Como o preconceito racial afeta a saúde mental da população negra
Dados do Ministério da Saúde mostram que o índice de suicídio é 45% maior entre jovens negros, em relação aos brancos
O índice de suicídio entre adolescentes e jovens negros no Brasil é 45% maior do que entre brancos. Os dados são do Ministério da Saúde e mostram ainda que o risco aumentou 12% entre a população negra, nos últimos anos e permaneceu estável entre brancos. Nesse recorte, a faixa etária de 10 a 29 anos é a que mais sofre, principalmente os do sexo masculino, que têm chance 50% maior de tirar a vida do que entre brancos da mesma idade. Os números são alarmantes e chamam a atenção, mas qual seria a principal causa desse alto índice de suicídio entre os negros? Porque eles são os mais vulneráveis?
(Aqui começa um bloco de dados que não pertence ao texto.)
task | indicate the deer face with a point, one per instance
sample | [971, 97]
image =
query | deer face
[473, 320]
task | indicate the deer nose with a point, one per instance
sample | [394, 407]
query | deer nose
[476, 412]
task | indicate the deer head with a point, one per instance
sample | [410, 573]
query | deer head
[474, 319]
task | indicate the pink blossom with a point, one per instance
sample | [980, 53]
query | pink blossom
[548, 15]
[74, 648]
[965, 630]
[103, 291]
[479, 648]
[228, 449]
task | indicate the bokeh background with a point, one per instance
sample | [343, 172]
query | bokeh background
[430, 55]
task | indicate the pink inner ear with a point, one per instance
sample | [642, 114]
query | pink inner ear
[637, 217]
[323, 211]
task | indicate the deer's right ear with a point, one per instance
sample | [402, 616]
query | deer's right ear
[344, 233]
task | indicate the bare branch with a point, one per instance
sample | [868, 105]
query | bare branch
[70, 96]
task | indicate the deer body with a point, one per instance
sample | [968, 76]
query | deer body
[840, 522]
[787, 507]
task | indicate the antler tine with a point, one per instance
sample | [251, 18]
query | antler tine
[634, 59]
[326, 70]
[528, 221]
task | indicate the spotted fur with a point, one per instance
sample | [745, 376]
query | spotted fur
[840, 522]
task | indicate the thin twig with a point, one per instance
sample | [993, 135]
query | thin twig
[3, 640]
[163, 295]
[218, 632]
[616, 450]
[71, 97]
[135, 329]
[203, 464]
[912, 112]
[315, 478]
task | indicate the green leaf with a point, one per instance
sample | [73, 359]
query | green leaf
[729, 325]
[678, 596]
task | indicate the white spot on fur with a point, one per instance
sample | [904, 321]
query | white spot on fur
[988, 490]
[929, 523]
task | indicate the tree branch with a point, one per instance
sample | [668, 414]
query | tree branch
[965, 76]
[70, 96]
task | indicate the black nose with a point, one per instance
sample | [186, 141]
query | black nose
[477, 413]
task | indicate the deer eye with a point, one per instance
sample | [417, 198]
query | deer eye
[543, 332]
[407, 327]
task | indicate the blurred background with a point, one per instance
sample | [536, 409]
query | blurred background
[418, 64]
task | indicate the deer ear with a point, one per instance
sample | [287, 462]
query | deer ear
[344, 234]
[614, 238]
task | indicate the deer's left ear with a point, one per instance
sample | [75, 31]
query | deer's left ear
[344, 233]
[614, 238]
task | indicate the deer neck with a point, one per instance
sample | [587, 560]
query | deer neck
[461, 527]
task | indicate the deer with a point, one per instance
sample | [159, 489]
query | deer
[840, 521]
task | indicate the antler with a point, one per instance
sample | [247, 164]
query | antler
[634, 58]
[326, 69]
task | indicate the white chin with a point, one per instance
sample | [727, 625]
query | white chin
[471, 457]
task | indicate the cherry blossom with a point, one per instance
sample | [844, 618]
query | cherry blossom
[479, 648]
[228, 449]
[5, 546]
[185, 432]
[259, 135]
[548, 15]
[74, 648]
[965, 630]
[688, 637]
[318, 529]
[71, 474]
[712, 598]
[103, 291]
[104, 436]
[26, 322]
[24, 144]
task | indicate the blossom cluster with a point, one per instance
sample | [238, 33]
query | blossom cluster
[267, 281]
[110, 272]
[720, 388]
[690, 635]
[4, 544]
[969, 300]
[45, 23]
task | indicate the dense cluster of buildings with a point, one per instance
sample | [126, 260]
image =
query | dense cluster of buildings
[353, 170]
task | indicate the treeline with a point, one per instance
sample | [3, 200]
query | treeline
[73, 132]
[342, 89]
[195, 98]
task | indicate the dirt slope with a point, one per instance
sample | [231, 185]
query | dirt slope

De acordo com o advogado e diretor do Instituto Luiz Gama, Ong que luta pelos direitos humanos e das minorias, é preciso analisar as causas, efeitos e soluções desse que é um problema real no Brasil.
Santos destaca que a princípio precisamos pensar nas causas que levam o suicídio, que são a depressão, transtornos, estresse, medo, dependência química e inúmeras outras doenças mentais que acometem o ser humano. “Dados mostram que entre as pessoas que cometeram suicídio, dentre 50 a 70% nunca passaram por um tratamento com profissionais da saúde como psicólogos e psiquiatras. Isso se deve ao racismo estrutural e os impactos sociais e econômicos desse sistema”.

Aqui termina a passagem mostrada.